Ultimately, MT’s motion for summary judgment was denied due to the court finding sufficient factual disputes to submit the matter to a jury. At trial, a verdict was awarded to the plaintiff, but a motion for directed verdict on the “borrowed employee” issue was granted, with judgment being awarded to MT on that point. On appeal, the Appellate Division vacated that order, and reinstated a verdict in favor of the Plaintiff, including on the claim of vicarious liability as to MT.
The Supreme Court accepted certification of the question. The “borrowed-employee” doctrine, also known as the “borrowed servant” or “special employee” doctrine, arises where an employer (the “general employer”) who arranges or loans one of its workers to another employer (the “special employer”) and that loaned worker negligently injuries someone while working for the special employer. The legal question raised in this context is whether the borrowed employee’s negligence can be imputed vicariously to the general employer, the special employer, or both.

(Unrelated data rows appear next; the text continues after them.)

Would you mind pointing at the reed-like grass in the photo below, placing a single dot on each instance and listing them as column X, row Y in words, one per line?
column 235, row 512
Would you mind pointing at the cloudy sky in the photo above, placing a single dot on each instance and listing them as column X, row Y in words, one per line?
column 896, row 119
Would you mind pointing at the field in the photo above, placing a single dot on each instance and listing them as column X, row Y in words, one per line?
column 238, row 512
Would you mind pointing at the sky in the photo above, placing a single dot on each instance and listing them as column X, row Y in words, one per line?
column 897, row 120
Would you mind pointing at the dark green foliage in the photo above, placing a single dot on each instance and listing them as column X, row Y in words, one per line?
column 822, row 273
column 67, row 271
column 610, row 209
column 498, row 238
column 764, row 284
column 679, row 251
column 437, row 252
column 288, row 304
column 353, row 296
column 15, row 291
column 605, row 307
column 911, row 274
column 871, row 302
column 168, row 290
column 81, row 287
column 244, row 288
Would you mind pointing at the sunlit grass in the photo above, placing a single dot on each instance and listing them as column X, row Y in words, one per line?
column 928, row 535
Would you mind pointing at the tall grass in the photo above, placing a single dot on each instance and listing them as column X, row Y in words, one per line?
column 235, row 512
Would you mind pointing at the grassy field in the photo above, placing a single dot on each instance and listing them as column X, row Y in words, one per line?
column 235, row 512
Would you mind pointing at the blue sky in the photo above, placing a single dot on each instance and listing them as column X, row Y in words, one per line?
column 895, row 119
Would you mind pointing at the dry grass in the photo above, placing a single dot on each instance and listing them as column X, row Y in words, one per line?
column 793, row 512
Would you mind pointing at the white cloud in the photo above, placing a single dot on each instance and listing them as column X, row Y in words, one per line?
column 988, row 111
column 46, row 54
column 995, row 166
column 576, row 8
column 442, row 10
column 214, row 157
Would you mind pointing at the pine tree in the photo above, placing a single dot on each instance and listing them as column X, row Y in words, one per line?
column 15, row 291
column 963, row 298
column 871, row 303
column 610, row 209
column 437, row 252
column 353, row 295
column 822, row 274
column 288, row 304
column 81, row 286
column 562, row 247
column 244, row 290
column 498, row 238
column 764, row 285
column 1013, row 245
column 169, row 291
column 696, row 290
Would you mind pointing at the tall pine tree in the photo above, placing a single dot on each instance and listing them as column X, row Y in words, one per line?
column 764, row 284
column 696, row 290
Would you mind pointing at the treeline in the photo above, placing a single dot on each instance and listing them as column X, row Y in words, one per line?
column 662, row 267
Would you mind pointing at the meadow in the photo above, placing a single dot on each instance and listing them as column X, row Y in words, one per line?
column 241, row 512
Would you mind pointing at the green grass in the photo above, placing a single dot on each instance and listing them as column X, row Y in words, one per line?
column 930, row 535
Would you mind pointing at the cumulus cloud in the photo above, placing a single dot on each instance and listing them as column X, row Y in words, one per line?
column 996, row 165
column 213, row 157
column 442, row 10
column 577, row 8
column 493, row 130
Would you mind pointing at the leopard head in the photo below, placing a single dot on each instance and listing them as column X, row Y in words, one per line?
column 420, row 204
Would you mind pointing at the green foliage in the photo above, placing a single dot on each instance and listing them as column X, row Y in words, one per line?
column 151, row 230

In 2004, the Supreme Court decided the matter of Galvao v. G.R. Robert Construction Co., 179 N.J. 462 (2004), creating a two-part test to determine whether a general employer could be vicariously liable for a borrowed employee’s negligence. First, the Court is to look at the question of “control,” which is demonstrated by showing “on-spot control,” or directing not only what shall be done, but how it shall be done. Alternatively, if the employer has “broad” control based on the method of payment, furnishing equipment, or the right of termination, control may be found.
If a general employer is demonstrated to have control of the borrowed employee, the Court then looks at the “business furtherance” prong of the test. This requires a demonstration that the work being done by the borrowed employee is furthering the general employer’s business, by showing first that the work is within the general contemplation of the general employer, and second, that the general employer derives an economic benefit by loaning its employee.”
The Pantano Court decided that the question of whether a general employer can be vicariously liable under this doctrine is presumptively a question of fact, for a jury to determine. The determination of a tortfeasor’s employment status in typical vicarious liability matters is similarly treated as a jury question, and the Court ruled that the Galvao decision was not intended to change that presumption. The Court noted that there may be cases where the evidence is so one-sided that an appropriate motion for summary judgment may be made – but where, as in this case, there are genuine questions of material facts regarding the status of a borrowed employee, the issue is properly presented to a jury.